Orang-orang abangan cenderung memilih untuk berpihak kepada partai politik yang
tradisional, sekuler, dan nasionalistik. Sementara, orang-orang santri
cenderung memilih untuk berpihak pada partai-partai islam.
Partai-partai
politik ketika itu dengan jelas melihat dan memobilisasi aliran-aliran ini
lewat pembentukan organisisasi pendukung yang meliputi semua sektor umur,
profesi, atau lapangan pekerjaan. Partai Komunis Indonesia (PKI), misalnya,
memiliki sejumlah organisasi seperti: Pemuda Rakyat, Gerwani, CGMI, IPPI,
Sobsi, BTI, Lekra, PGRI Non-Vaksentral, dan lain-lain. Demikian juga dengan
Partai Nasional Indonesia (PNI), dengan organisasi pendukung seperti Pemuda
Marhaen, Wanita Marhean, GMNI, GSNI, Petani, dan Leknas. Partai Nahdatul Ulama
(NU) memiliki organisasi seperti pemuda Anshor, Muslimat NU, Fathayat, PMII,
IPPNU, Pertanu, Lesbumi dan lain-lain. Dan partai Masyumi dengan organisasi
pendukungnya seperti, GPII, HMI, PII, Gasbiindo, dan lain-lain.
Pada
saat sekarang teori ini masih berlaku dalam perpolitikan indonesia.

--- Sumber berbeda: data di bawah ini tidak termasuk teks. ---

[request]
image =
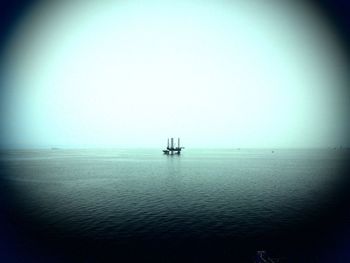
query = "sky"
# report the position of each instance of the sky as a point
(133, 73)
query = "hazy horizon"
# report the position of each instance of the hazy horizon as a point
(129, 75)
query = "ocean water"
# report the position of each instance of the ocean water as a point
(204, 204)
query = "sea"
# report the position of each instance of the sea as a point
(205, 205)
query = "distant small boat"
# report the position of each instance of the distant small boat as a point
(171, 149)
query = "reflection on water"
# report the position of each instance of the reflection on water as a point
(202, 194)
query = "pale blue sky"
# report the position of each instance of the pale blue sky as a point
(216, 74)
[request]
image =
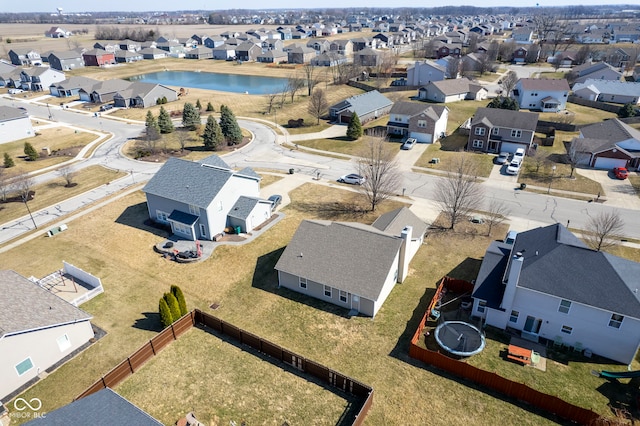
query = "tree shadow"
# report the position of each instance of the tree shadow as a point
(266, 278)
(150, 322)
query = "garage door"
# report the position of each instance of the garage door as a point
(609, 163)
(511, 147)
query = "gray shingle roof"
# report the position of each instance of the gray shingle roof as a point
(347, 256)
(103, 408)
(25, 305)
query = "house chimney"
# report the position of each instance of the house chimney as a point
(405, 256)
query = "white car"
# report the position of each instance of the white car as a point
(352, 179)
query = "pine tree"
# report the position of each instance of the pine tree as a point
(164, 121)
(229, 125)
(8, 161)
(30, 151)
(165, 313)
(172, 302)
(152, 128)
(354, 131)
(212, 135)
(177, 292)
(190, 117)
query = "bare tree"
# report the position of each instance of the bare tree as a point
(459, 192)
(68, 174)
(603, 230)
(318, 104)
(496, 214)
(509, 81)
(378, 166)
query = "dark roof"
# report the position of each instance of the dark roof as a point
(347, 256)
(103, 408)
(25, 306)
(506, 118)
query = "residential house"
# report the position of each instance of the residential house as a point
(425, 123)
(314, 262)
(608, 144)
(98, 58)
(15, 124)
(368, 106)
(102, 408)
(550, 287)
(452, 90)
(143, 95)
(595, 71)
(541, 94)
(37, 331)
(500, 130)
(421, 73)
(619, 92)
(25, 57)
(196, 198)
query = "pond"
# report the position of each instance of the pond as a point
(254, 85)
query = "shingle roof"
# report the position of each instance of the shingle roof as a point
(103, 408)
(347, 256)
(25, 306)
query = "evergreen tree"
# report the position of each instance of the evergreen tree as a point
(212, 135)
(172, 302)
(190, 117)
(229, 126)
(164, 121)
(354, 131)
(152, 128)
(177, 292)
(165, 314)
(30, 151)
(8, 161)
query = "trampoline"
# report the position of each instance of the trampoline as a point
(459, 338)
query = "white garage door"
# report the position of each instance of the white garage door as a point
(609, 163)
(511, 147)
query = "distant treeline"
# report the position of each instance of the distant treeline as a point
(119, 33)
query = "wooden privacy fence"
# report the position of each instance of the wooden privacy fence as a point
(491, 380)
(196, 317)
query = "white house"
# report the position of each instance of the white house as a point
(199, 199)
(15, 124)
(37, 330)
(540, 94)
(425, 123)
(351, 265)
(549, 286)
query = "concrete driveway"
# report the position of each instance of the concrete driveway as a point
(618, 193)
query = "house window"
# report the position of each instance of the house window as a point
(63, 342)
(24, 366)
(615, 321)
(564, 307)
(327, 291)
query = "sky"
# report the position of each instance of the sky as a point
(69, 6)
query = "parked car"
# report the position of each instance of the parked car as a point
(514, 167)
(621, 172)
(502, 158)
(352, 179)
(275, 201)
(408, 144)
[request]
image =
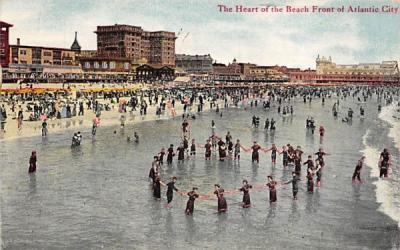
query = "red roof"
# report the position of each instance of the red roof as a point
(4, 24)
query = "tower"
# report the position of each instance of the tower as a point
(75, 45)
(4, 44)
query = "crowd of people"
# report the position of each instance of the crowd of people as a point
(225, 148)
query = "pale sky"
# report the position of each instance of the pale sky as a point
(262, 38)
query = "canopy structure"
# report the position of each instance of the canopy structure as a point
(33, 90)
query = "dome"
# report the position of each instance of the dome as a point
(75, 45)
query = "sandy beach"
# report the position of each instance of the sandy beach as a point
(108, 118)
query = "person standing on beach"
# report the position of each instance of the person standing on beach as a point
(222, 205)
(170, 191)
(44, 128)
(193, 195)
(357, 170)
(295, 186)
(170, 154)
(272, 189)
(20, 118)
(96, 122)
(384, 163)
(32, 162)
(246, 193)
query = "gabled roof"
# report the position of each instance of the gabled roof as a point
(75, 45)
(4, 24)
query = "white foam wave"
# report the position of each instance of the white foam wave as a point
(384, 189)
(391, 115)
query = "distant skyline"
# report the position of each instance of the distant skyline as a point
(294, 40)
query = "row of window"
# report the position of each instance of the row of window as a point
(104, 65)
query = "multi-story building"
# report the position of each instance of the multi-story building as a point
(194, 64)
(4, 44)
(329, 72)
(325, 66)
(40, 62)
(127, 41)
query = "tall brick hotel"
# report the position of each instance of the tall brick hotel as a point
(126, 41)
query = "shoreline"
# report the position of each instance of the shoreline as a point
(108, 118)
(383, 188)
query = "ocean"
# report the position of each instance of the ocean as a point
(98, 196)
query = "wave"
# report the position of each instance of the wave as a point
(385, 189)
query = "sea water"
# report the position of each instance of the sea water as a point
(98, 195)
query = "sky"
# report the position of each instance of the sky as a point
(291, 39)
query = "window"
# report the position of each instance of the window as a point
(126, 65)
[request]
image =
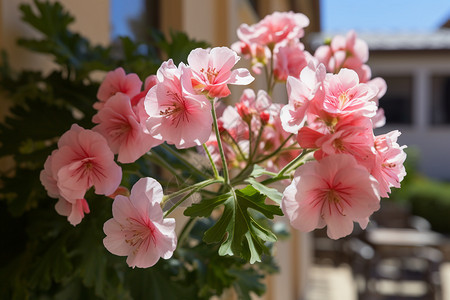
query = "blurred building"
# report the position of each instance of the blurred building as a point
(416, 67)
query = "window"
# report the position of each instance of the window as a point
(397, 102)
(440, 100)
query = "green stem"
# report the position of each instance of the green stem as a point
(258, 138)
(293, 162)
(270, 85)
(195, 187)
(190, 166)
(158, 159)
(219, 143)
(213, 165)
(185, 231)
(184, 190)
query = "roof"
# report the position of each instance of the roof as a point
(437, 40)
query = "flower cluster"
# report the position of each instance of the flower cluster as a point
(320, 145)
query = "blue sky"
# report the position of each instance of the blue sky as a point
(339, 15)
(383, 15)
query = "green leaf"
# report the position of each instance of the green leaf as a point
(237, 228)
(257, 171)
(272, 193)
(206, 206)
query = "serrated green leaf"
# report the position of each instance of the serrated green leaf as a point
(206, 206)
(257, 171)
(237, 228)
(250, 197)
(272, 193)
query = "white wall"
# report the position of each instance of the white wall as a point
(432, 142)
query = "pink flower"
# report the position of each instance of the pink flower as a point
(83, 160)
(289, 60)
(351, 135)
(120, 124)
(211, 71)
(389, 169)
(48, 179)
(274, 28)
(117, 81)
(302, 92)
(379, 83)
(176, 114)
(138, 229)
(333, 192)
(74, 211)
(344, 95)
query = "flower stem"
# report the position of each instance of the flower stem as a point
(184, 190)
(293, 163)
(156, 158)
(213, 165)
(194, 188)
(219, 143)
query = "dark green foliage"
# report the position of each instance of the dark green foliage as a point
(431, 200)
(238, 229)
(42, 255)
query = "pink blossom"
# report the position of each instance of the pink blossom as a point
(333, 192)
(389, 169)
(258, 54)
(211, 71)
(274, 28)
(83, 160)
(48, 179)
(302, 92)
(289, 60)
(138, 229)
(176, 114)
(379, 119)
(120, 124)
(351, 135)
(344, 95)
(74, 211)
(117, 81)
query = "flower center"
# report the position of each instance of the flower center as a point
(176, 111)
(209, 74)
(139, 233)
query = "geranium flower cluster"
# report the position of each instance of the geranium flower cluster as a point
(320, 144)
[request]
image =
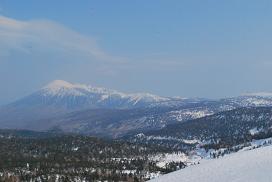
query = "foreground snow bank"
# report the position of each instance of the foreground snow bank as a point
(250, 166)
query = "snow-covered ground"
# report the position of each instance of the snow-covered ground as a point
(250, 166)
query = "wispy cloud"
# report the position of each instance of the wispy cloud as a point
(45, 36)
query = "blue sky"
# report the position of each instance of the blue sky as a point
(171, 48)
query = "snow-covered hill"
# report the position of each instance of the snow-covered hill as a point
(250, 166)
(63, 94)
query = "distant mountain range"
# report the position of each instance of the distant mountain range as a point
(99, 111)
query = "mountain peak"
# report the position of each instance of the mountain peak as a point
(56, 84)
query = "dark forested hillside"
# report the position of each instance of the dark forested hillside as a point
(228, 128)
(26, 156)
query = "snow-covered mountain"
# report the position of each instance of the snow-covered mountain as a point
(65, 95)
(251, 166)
(99, 111)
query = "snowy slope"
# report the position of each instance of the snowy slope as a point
(250, 166)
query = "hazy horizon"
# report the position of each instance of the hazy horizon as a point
(189, 49)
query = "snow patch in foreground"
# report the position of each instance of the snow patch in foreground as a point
(250, 166)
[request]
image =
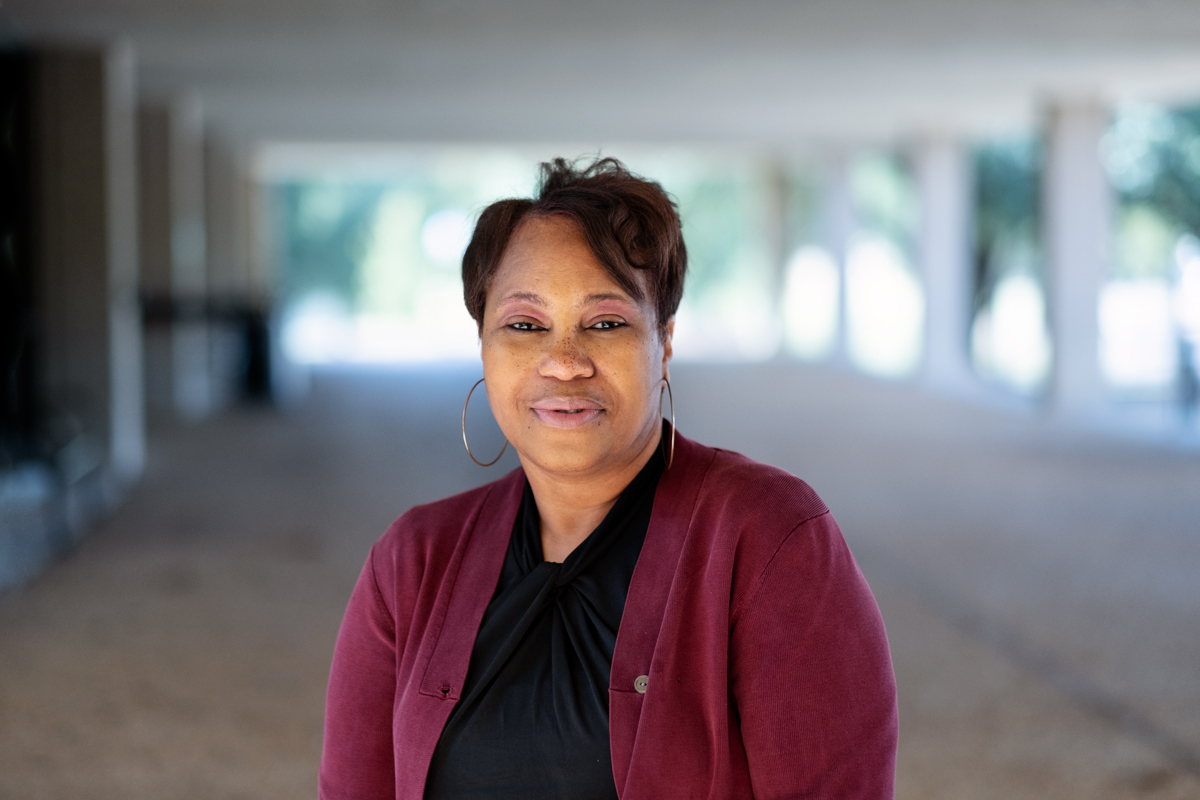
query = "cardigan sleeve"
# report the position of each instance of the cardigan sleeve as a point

Partai-partai masih mempergunakan organisasi sayap untuk mendukung dan
mendongkrak popularitas partai. Aliran-aliran ini masih relevan dengan kajian
kekinian, orang-orang abangan masih memilih partai-partai yang berhaluan
nasionalis dan orang-orang agamais memilih partai yang sehaluan dengan
kepercayaannya. Perbedaan yang mencolok adalah, partai-partai di tahun 1955
tidak ada satu pun yang tinggal, meskipun mereka bertranformasi dalam bentuk
partai yang baru, misalnya massa PNI dulu saat ini relatif mendukung PDI
Perjuangan, PNI Marhaenisme, PNBK, atau misalnya beberapa massa Masyumi relatif
memilih Partai Bulan Bintang, partai yang didirikan Yusril Ihza Mahendra yang
merupakan anak didik tokoh Masyumi seperti Natsir, Syafrudin Prawiranegara, dan
Burhanuddin Harahap, juga ada partai yang bernama Maysumi Baru tetapi tidak
begitu signifikan dalam meraih suara pada pemilu 1999. Sedangakan massa nahhdlyin masih memilih Partai berhaluan
NU seperti PKB yang didirikan mantan Ketua PBNU Abdurahman Wahid meski juga ada
PNU.
Politik
aliran yang berkontestasi pada awal kemerdekaan sampai dengan Demokrasi
Parlementer berpengaruh terhadap kelangsungan institusi kenegaraan. Harbert
Feith dan seorang sejarawan sosial dan politik Harry J. Benda terjadi
perdebatan yang alot diantara kedua ilmuwan ini. Mengapa demokrasi Parlementer
di Indonesia sampai gagal? Herbert Feith didalam karyanya yang sangat
monumental dalam khazanah ilmuwan perpolitikan indonesia, karya Feith yang
berjudul The Decline of Constitutional
Democracy in Indonesia, Feith mengajukan tesis bahwa kegagalan demokrasi
parlementer di Indonesia adalah karena adanya dua gaya kepemimpinan yang sangat
berbeda diantara kalangan elit indonesia pada masa pasca-kemerdekaan, yaitu
disatu pihak apa yang disebut Feith
dengan solidarity makers, dan
di lain pihak apa yang dimaksudkan ke dalam kategori administrator atau problem
solver (pemecah masalah). Mereka mempunyai visi, gaya, kecakapan dan basis
kepemimpinan yang berbeda didalam mencoba membawa indoneisa merdeka sebagai
sebuah negara yang modern. Sehingga kemudian terjadi konflik yang
berkepanjangan diantara kedua jenis ini, yang pada akhirnya menggagalkan proses
demokrasi itu sendiri. Kenyataan yang dapat kita lihat adalah jatuh bangunnya
kabinet dimasa parlementer ini. Umur kabinet hanya berusia tiga sampai delapan
bulan saja, ini mengakibatkan pemerintahan tidak stabil.
Namun
demikian tesis yang diajukan oleh Harbert Feith dipertanyakan oleh Harry J.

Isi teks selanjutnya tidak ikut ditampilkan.